Sebuah lagu diciptakan sebagai media ekspresi tentang sebuah perasaan, kisah, dan harapan yang dipadukan antara kata-kata, nada, dan irama. Baik seorang penulis lagu maupun penyanyi berharap agar lagu yang dipublikasikan menempati posisi lagu terpopuler di pasaran. Salah satu syarat untuk menikmati lagu dan mendalami ekspresi yang dituangkan adalah kemampuan untuk mendengar. Sayangnya, tidak semua orang diciptakan dengan kemampuan mendengar yang baik. Teman tuli merupakan mereka yang beraktivitas dengan bahasa isyarat karena perbedaan kemampuan indera pendengaran yang mereka miliki.
Perbedaan komunikasi inilah yang membuat teman tuli memiliki sejumlah keterbatasan dan berdampak pada jarak yang timbul bagi teman tuli. Dalam mengenyam pendidikan sekolah, hanya sedikit dari teman tuli yang dapat diterima di sekolah umum. Sebagian besar dari mereka mengenyam pendidikan sekolah di Sekolah Luar Biasa (SLB) dengan standar Bisindo (Bahasa Isyarat Indonesia). Mayoritas lapangan kerja pun jarang melibatkan teman tuli sebagai sumber daya manusia. Aktivitas pendukung lainnya dalam kehidupan sehari-hari, seperti akses mendengarkan lagu bagi teman tuli masih sangat terbatas.
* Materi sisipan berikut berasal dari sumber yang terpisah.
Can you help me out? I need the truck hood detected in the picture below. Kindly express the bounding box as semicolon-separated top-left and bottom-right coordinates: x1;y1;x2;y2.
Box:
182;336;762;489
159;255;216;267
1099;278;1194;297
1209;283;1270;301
Sebagaimana lagu yang dinikmati secara umum bersifat audio, sekalipun lagu yang dipublikasikan memiliki media audiovisual berbentuk video klip, scene yang terdapat di dalamnya pun hanya berisi ilustrasi dari konten lagu. Ilustrasi ini hanya melibatkan pemahaman dari indera penglihatan. Meski begitu, teman tuli dapat menikmati musik melalui bahasa isyarat, ataupun alat bantu dengar atau yang terkenal dengan cochlear implant. Bahkan, seorang Professor World Hearing Center, Henryk Skarynzki, mencetuskan sebuah festival musik untuk mewadahi para musisi dengan hearing implant, yang diberi nama Beats of Cochlea. Penampilan dalam festival musik ini pun diisi oleh beberapa teman tuli yang telah lulus audisi. Hal ini menunjuukan bahwa industri musik juga dapat memberdayakan teman tuli dalam perkembangannya.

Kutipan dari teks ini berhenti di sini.